Employers and applicants still have to treat the rule as active while the case moves forward. Court rulings and new DHS guidance could narrow the policy, preserve it or change how exemptions work in practice.
Anyone involved in a new petition first needs to confirm whether the filing is covered by the $100,000 H-1B fee. The rule may not apply in the same way to all H-1B situations, including cases where a person already holds H-1B status, has a petition filed before the effective date, or seeks an amendment, extension or change of employer.
Applicants should speak with their employer and an immigration attorney before making travel or filing decisions. International travel can create complications if a new visa stamp is needed or if the petition falls within the scope of the proclamation.

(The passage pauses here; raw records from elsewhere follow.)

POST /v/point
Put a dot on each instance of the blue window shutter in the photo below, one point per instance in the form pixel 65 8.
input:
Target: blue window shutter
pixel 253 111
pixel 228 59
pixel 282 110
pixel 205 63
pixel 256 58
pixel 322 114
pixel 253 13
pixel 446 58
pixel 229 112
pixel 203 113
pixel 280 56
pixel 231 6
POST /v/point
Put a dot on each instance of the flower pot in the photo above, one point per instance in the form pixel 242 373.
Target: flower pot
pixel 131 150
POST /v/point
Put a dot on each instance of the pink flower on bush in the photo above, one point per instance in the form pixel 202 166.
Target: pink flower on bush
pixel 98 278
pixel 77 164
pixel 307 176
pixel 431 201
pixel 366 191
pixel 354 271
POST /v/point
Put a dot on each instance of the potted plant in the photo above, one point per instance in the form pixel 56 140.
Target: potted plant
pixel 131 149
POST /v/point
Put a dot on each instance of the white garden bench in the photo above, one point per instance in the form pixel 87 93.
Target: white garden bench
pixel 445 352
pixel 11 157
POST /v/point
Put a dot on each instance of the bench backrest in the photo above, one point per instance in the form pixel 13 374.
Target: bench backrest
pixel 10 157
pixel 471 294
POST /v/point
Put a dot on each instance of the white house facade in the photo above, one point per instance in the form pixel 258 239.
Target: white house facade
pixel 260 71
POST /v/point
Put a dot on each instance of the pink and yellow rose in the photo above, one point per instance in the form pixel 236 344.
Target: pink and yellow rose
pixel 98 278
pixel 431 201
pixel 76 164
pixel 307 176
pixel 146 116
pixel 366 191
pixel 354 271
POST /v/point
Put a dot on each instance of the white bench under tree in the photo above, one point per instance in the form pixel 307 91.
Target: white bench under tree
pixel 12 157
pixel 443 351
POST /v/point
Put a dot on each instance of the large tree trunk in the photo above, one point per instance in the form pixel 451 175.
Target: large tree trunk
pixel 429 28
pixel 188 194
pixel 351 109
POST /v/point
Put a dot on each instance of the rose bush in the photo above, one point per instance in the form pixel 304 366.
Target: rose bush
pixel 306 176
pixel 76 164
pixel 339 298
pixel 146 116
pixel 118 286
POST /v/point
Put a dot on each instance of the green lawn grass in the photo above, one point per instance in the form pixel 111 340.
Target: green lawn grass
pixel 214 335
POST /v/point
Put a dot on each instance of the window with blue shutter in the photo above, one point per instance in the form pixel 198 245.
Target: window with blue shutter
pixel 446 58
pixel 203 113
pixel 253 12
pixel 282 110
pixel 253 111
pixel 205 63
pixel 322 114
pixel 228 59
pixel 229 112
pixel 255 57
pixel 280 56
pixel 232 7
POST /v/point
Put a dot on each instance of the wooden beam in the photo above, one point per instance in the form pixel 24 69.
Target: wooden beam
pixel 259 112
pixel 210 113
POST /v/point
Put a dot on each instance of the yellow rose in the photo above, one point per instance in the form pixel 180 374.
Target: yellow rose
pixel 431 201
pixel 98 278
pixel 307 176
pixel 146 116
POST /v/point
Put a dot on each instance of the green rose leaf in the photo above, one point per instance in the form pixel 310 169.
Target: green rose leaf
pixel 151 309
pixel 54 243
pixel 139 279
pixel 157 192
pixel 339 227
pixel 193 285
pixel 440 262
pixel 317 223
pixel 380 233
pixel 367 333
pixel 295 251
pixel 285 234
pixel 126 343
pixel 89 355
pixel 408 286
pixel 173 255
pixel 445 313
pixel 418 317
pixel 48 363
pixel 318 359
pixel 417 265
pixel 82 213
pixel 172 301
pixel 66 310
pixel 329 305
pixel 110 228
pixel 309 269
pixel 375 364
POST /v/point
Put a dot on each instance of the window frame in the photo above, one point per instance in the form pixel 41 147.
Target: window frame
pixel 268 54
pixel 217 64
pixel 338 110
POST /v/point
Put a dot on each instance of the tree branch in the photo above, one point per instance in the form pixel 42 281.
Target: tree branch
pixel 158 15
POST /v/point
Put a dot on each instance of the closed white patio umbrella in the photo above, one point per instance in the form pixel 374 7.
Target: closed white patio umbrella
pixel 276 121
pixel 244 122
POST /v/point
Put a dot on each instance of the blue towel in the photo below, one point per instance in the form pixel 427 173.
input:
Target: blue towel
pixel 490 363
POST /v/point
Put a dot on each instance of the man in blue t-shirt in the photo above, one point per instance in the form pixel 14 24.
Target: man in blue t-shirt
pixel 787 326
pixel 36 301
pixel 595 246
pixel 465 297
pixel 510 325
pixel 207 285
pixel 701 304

F-1 students should discuss sponsorship early with employers because the new cost may shape hiring decisions well before a petition is filed. Workers should also avoid informal reimbursement arrangements, since H-1B wage and fee rules are technical and improper shifting of employer costs to employees can create compliance problems.
Employers, meanwhile, need to review which roles are truly critical and whether the worker’s skills are hard to replace in the U.S. labor market. Budgets, compliance duties, public access files, wage requirements and documentation supporting the need for the foreign worker now carry added weight.
The data from FY2026 suggest the program is already splitting into two tracks. One track remains open to employers with enough financial capacity to pay for speed and certainty; the other leaves smaller institutions, rural employers, hospitals, schools, nonprofits and startups weighing whether the price is simply too high.
Those numbers, 286,000 total H-1B applications, more than 200,000 fast-track users, about 15 days for accelerated processing, and an effective date of September 21, 2025 at 12:01 a.m. Eastern time, have turned a filing rule into a test of who can still afford to compete for global talent.